The ONLY reason Linux gained a foothold? Commercial coders from Intel & IBM mostly - why?? BOTH saw a FREEBIE OS with some potential they didn't HAVE TO PAY FOR, so Linux got some improvement on those grounds, from commercial concerns (heck even MS contributed largely, & oddly enough). It wasn't "all those eyes on the code", mostly since MOST using it can't code to save their ass, & might as well be BLIND men!
APK
P.S.=> Fucking hypocrite "pot calling a kettle black" that YOU & others LIKE you are around here - it's astounding you have the sheer NERVE to even *try* pull that off now, or rather, the stupidity to when we all know what goes on around here with your "flock" trying to "further their own agendas" - what makes me laugh the most however, is the fact that despite "all those eyes on the code"? You are LOADED with bugs every damn week (witness ANDROID, yes it IS a Linux) - so all your bs comes outta the wash in THAT alone... you must think people are stupid. Clue/New NEWS/NewsFlash, oh 'deluded one': We're not & as the saying goes? "WE SEE YOU" for what you are, transparent (which is obviously your FAVORITE COLOR)... apk
Java outspoken design philosophy is to evolve slowly and thoughtfully, not to add features because they happen to be cool right now.

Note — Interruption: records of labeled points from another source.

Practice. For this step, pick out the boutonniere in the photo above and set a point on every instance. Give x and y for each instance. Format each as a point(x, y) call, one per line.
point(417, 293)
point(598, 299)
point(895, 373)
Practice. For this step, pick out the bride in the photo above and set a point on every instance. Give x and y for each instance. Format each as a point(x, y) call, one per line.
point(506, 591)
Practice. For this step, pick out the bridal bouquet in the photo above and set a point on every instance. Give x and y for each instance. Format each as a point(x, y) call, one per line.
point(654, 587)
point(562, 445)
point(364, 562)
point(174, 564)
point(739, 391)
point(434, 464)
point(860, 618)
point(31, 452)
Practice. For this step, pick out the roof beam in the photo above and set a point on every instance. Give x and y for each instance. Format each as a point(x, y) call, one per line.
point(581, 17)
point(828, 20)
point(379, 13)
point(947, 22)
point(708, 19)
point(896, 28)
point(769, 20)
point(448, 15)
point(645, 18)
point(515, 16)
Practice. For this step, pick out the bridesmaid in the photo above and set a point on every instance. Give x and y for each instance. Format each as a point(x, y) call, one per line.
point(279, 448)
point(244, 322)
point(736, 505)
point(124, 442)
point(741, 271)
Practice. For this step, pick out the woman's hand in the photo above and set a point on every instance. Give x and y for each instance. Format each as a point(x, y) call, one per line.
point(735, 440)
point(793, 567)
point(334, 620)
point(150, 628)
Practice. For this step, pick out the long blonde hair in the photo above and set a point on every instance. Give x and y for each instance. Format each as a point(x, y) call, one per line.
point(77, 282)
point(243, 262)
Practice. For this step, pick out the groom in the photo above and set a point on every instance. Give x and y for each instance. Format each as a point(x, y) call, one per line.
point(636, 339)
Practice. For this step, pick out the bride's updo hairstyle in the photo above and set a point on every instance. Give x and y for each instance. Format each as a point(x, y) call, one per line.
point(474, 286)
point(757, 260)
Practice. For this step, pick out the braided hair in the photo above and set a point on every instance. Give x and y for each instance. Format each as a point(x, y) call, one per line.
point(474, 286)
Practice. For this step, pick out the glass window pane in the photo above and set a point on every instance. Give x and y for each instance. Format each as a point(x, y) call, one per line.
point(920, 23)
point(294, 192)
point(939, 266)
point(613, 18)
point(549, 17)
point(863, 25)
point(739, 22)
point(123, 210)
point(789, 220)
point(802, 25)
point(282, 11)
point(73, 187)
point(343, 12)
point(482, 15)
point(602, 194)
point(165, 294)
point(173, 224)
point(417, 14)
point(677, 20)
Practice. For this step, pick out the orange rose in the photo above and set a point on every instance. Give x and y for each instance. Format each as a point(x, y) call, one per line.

In 10 years time, that feature might become obsolete. Enterprise have very long support cycles, and you dont touch what is not broken. IBM Mainframes run very old software today, that no one has the source code for, sometimes! Enterprise is about longevity. Sun Microsystems have said that Java will evolve slowly, to avoid bloat (look at bloated C++ with all the fancy features), but the Java libraries will evolve fast.
C# is adding all cool features as soon as they are hot, and C# is soon more bloated than C++. You can not change stuff fast in Enterprise, it is about maturity. C# changes fast. C# is for desktop apps, not enterprise servers.
Several large stock exchanges (for instance NASDAQ Inet system) are written in Java. NASDAQ claims to be the fastest in the world, with sub 100 microseconds latency and extreme throughput. All the fastest stock exchanges are written in either Java or C++. C# does not cut it, and is not fast enough server side. C# performance is not good enough compared to Java/C++ on the serverside. For instance, London Stock Exchange built their stock system Tradelect in C# running on Windows, and spent many $millions on building it. After a year of low performance and crashes, LSE bought MilleniumIT for another £30 million, which does a fast stock system in C++ running on Linux+Solaris. Windows + C# does not cut it for large servers. All the fast very large servers, the backends, are using Java or C++ running on Linux/Unix. The clients connecting to the large servers, are often using C# running on Windows. Some clients are using Java/C++ on Linux.
That .NET is basically Windows only, or at least only well supported there has been long term damage to the platform, that hasn't halted Java. Back when .NET began the world was more Windows centric than now. Now Android is ascendant, Chrome OS is ascendant, and above all Mac OS and IOS is ascendant. Why would one commit to .NET in that circumstance?